I still believe that a self-funding, circular economy using tokens is still possible. Where:
- Developers maintaining software are rewarded in tokens.
- Usage of software burns tokens, making the tokens held by developers more valuable.
Continuous improvement drives increased usage of the software. This improvement comes from two sources:
- Intrinsically motivated development will add new features that spur growth.
- Extrinsically motivated development will prevent code-rot and increase reliability.
This idea is not necessarily something that the PSF needs to stop focusing on. The PSF as a Foundation can still develop code like the pay-to-write database project, which is perfectly aligned with the above diagram.
This is an important nuance in the scope of the work done by PSF. I imagine the community will need to be careful about how it categorizes the code under its stewardship. It will need to view each code repository through the lens of the token economy:
- Much of the software that is used commercially, and does not fit the closed-loop token economy, will expect donations to power the development and maintain the software.
- The few software repositories that do fit well withing the closed-loop economy model, can self-fund the extrinsically motivated work to improve their code.
Maintenance and reliability are two valuable considerations for any software project.

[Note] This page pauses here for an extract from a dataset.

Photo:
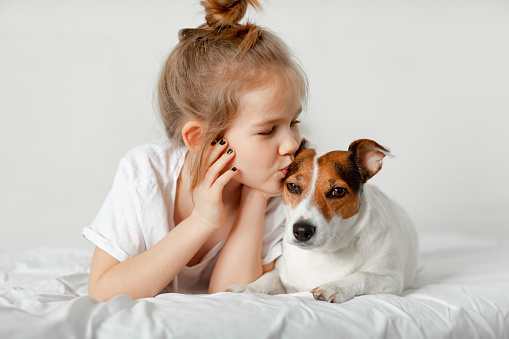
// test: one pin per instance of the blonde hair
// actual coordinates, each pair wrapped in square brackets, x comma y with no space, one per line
[204,76]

Any desire to improve these metrics require funds to pay for necessary extrinsic motivation, as intrinsic motivation is hard to come by for these two areas. Documentation is often another area where intrinsic motivation is ineffective too.
The closed-loop framework provides a self-funding mechanism for bootstrapping a project from purely intrinsic activity, to generate funds for the necessary extrinsic motivation. If this model is not viable, then donations is the only viable funding mechanism that I can see.
If I'm right in this conclusion, it will be critically important to categorize and segregate the software repositories based on how they fit within the close-loop token economy. Am I right in drawing that conclusion? That's the discussion I'm looking to have.